The recipient of the Award of Justice will be an advocate who:

  • best combines the highest standards of advocacy with the role of representation of the unpopular or disadvantaged;
  • is a skilled advocate who has demonstrated the courage and the integrity to represent citizens or causes that may be politically or socially unpopular or against the mainstream; and
  • who ensures that the law operates to protect them as it does to protect those who are within the mainstream.
The recipient must be a lawyer in good standing of a Law Society in a Province or Territory of Canada. Membership in The Advocates' Society is not required.

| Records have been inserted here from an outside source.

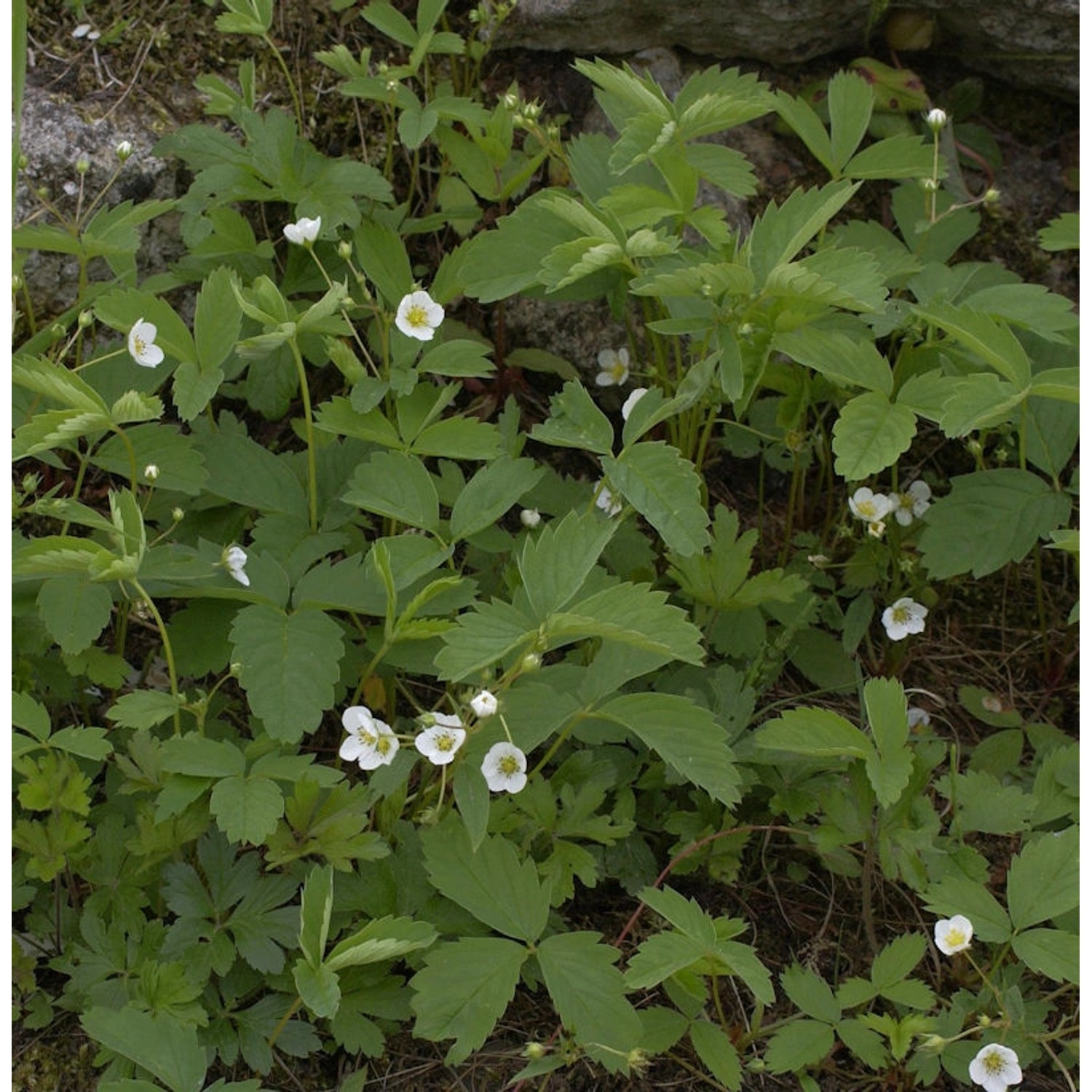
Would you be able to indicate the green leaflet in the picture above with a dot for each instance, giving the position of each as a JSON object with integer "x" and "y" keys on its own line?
{"x": 290, "y": 666}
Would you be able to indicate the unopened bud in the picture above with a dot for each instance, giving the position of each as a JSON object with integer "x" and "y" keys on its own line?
{"x": 936, "y": 119}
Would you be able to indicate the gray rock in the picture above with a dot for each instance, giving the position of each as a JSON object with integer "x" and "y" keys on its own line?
{"x": 1033, "y": 43}
{"x": 54, "y": 135}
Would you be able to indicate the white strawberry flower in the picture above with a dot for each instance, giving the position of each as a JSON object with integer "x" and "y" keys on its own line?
{"x": 614, "y": 367}
{"x": 419, "y": 316}
{"x": 142, "y": 347}
{"x": 505, "y": 768}
{"x": 440, "y": 742}
{"x": 304, "y": 232}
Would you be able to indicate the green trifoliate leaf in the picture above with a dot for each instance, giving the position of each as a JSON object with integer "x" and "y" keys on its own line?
{"x": 871, "y": 435}
{"x": 247, "y": 808}
{"x": 74, "y": 612}
{"x": 989, "y": 519}
{"x": 665, "y": 489}
{"x": 589, "y": 994}
{"x": 290, "y": 666}
{"x": 464, "y": 989}
{"x": 685, "y": 735}
{"x": 493, "y": 884}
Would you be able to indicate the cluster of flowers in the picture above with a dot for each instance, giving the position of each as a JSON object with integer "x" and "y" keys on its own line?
{"x": 995, "y": 1067}
{"x": 371, "y": 743}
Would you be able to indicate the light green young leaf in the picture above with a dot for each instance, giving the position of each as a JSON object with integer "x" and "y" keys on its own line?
{"x": 463, "y": 991}
{"x": 493, "y": 884}
{"x": 989, "y": 519}
{"x": 589, "y": 992}
{"x": 814, "y": 733}
{"x": 686, "y": 736}
{"x": 810, "y": 994}
{"x": 317, "y": 902}
{"x": 1043, "y": 878}
{"x": 395, "y": 485}
{"x": 290, "y": 663}
{"x": 161, "y": 1044}
{"x": 665, "y": 489}
{"x": 384, "y": 939}
{"x": 318, "y": 987}
{"x": 797, "y": 1045}
{"x": 576, "y": 422}
{"x": 871, "y": 434}
{"x": 1050, "y": 951}
{"x": 482, "y": 638}
{"x": 850, "y": 100}
{"x": 555, "y": 563}
{"x": 247, "y": 808}
{"x": 718, "y": 1054}
{"x": 142, "y": 709}
{"x": 74, "y": 612}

Please include the candidate's c.v., a brief outline of relevant activities, and any letters of support. Please forward nominations electronically by February 28, 2018 to:

Award of Justice Selection Committee,
c/o Rachel Stewart, Senior Events & Marketing Coordinator,
rachel@advocates.ca | 1-888-597-0243 x 114

2015 Recipient
Joseph J. Arvay, Q.C., Farris LLP

Past Recipients
1997 - Raj Anand
1999 - Jeffery H. Wilson
2000 - Barbara L. Jackman
2003 - M. David Lepofsky
2006 - Jacquie Chic
2008 - Susan M. Vella
2010 - Lawrence Greenspon
2012 - James Lockyer
2015 - Joseph J. Arvay, Q.C.

About the Award Statue

 

The Award of Justice was designed and executed by Canadian sculptor Ivaan Kotulsky. The gryphon has heraldic significance and ancient connection with the law. It was said to be the offspring of a lion and an eagle, and Sir Thomas Browne records that it is emblematic of watchfulness, courage, perseverance and rapidity of execution. The emblem has been used privately to some extent, but was, at a very early time, adapted by Gray's Inn. This may have been the beginning of its association with the law.